Do you remember the old TV sitcom, Green Acres? When it comes to New York, Pennie and I are just like Eva Gabor and Eddie Albert except that the Eva Gabor character is me: “New York is where I'd rather stay. I get allergic smelling hay. I just adore a penthouse view. Darling-I-love-you-but-give-me-Park-Avenue.” I added one more line, “And it would give us a chance to see a couple of plays on Broadway and we're way overdue for a visit with Dror and Leora Yehuda and Richard and Ronnie Grosbard, don't you think?”
Pennie had agreed at the time, but now as we stood staring at a seating chart from which our names were awkwardly absent, she was beginning to have second thoughts.
She began to talk in a slow, strange voice, “Honey, did you look closely at these other names? Donald L. Barlett – TIME, Richard Behar – FORTUNE, Ron Insana – CNBC, Michael Bloomberg – The Bloomberg News, James Cramer – TheStreet.com, Ray Brady – CBS, Steve Forbes… “ She scanned the program for another few seconds, then said, “Roy, there's at least a hundred people here who have won a Pulitzer or a Nobel or an Emmy and few hundred more who have been nominated for one.” Then with eyes like saucers she lifted an insert that had been carefully tucked into our program and held it up for me to see. It was a note from the President of the United States. Pennie looked long and hard into my eyes and whispered, “Exactly what are we doing here?”
As though from a great distance, I heard my voice say, “Dean clicked our email address by mistake.”
We tiptoed toward the exit like 2 mice trying to step over the whiskers of a sleeping cat. Three more steps, two more steps, one more step and we were out the door.
“Pennie? Roy?” We froze like we'd been hit with a spotlight. Expecting to hear, “What are you doing here?” we heard only, “Did you have a good flight?” Before we could reply, the air sang the song of someone rapping a champagne flute with a butter knife.
Twelve hundred people turned toward a man with a goblet in his hand, “I have an announcement to make.”
Dean whispered, “Follow me.”
Like people in a trance we followed Dean to the head table where he sat to my left and the chairman of MasterCard International sat to Pennie's right. (The chairman picked up the tab for the whole event and said he was thankful to have been given the opportunity.) This was Dean and Talya Rotbart's annual party and all the literary glitteratti were there. MasterCard was there just to rub shoulders with Dean's influential friends.

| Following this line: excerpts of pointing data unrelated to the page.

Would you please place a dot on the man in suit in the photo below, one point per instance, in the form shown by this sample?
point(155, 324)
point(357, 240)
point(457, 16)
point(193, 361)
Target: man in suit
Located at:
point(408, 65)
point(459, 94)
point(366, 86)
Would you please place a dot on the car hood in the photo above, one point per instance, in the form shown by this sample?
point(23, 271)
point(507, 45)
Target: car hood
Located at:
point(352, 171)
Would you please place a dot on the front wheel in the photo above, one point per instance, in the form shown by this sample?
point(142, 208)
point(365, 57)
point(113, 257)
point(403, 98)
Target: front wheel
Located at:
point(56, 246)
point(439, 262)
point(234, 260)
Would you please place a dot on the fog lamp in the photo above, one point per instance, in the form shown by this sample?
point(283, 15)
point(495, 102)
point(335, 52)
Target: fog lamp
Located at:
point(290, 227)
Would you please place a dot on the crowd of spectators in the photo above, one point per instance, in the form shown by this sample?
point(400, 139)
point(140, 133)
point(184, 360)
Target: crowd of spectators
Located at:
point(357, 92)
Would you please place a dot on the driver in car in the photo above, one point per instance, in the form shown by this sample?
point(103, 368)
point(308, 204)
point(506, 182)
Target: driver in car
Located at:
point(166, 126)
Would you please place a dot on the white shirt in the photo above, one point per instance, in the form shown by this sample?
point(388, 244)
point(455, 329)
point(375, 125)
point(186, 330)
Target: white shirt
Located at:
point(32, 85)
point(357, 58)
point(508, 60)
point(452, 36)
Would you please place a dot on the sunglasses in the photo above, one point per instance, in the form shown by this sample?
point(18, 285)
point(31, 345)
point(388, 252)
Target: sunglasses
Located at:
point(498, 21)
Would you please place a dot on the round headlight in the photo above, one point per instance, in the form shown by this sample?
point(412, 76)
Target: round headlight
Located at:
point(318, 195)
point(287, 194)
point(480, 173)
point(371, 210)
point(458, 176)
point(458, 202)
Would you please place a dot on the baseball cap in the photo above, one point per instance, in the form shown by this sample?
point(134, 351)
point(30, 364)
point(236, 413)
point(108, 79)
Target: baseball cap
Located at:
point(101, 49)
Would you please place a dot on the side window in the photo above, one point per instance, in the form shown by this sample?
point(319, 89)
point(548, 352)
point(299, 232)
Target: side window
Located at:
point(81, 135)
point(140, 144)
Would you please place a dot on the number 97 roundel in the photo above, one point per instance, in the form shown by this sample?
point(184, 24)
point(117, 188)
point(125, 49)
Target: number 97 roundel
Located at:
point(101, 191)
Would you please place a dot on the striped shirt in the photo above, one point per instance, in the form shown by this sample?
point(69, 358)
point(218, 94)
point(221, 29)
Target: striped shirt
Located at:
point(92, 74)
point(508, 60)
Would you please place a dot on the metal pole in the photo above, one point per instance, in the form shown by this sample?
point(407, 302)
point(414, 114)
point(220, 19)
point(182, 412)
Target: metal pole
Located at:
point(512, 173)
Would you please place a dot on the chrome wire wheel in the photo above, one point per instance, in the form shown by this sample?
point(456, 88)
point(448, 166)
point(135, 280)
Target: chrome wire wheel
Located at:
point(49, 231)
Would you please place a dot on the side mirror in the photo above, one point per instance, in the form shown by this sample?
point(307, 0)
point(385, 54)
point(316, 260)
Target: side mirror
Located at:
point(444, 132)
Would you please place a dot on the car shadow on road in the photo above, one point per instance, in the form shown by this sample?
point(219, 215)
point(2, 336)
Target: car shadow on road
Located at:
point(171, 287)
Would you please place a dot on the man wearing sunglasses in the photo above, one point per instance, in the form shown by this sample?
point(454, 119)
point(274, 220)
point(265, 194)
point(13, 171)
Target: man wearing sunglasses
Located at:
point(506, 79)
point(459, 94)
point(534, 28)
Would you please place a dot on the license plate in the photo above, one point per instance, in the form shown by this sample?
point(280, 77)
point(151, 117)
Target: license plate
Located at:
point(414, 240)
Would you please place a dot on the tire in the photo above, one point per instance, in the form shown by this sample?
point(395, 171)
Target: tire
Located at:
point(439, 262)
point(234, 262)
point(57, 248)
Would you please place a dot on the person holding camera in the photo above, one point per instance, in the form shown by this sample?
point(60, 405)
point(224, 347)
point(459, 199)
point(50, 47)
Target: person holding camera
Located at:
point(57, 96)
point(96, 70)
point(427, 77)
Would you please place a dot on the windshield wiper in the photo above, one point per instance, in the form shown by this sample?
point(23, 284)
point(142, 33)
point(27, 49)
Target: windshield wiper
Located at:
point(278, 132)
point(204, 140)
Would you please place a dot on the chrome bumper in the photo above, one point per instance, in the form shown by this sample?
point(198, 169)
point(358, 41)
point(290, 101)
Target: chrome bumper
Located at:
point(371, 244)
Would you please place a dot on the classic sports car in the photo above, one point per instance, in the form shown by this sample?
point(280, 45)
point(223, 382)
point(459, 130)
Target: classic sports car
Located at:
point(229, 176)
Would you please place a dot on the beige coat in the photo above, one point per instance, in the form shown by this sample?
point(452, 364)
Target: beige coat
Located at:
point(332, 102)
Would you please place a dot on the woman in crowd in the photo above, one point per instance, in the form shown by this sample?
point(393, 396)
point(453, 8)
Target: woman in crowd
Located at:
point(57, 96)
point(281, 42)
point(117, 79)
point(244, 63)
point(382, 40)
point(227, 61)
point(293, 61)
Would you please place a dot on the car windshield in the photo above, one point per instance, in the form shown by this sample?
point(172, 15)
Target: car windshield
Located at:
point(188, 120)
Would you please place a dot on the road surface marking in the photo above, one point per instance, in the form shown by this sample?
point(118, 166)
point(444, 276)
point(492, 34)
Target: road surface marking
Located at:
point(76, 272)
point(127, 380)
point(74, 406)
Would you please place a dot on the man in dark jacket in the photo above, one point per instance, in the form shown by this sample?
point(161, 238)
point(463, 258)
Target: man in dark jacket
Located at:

No one on earth knows the minds of journalists like Dean Rotbart, America's leading consultant on public relations. “Bad PR is sending out a generic press release to hundreds of publications and hoping that a journalist notices your story. Good PR is sending a custom-tailored press release to a specific journalist that you know in advance is going to be interested. You've got to talk to each journalist – in the language of a journalist – about what matters to that journalist.” Interestingly, Dean was making this statement to his public relations clients for more than a decade before he heard my similar statement in a seminar about advertising.
Attend Newsroom Confidential with Dean Rotbart. You won't be disappointed.
See you there.
Roy H. Williams
PS – This true story happened on the evening of March 10, 2000. A few months later, Dean came back to Austin to be part of the very first graduating class of Wizard Academy with Chuck Mefford, Phil Stewart, Karen Coletta, Bob Lonowski and 8 other of the world's most fascinating people.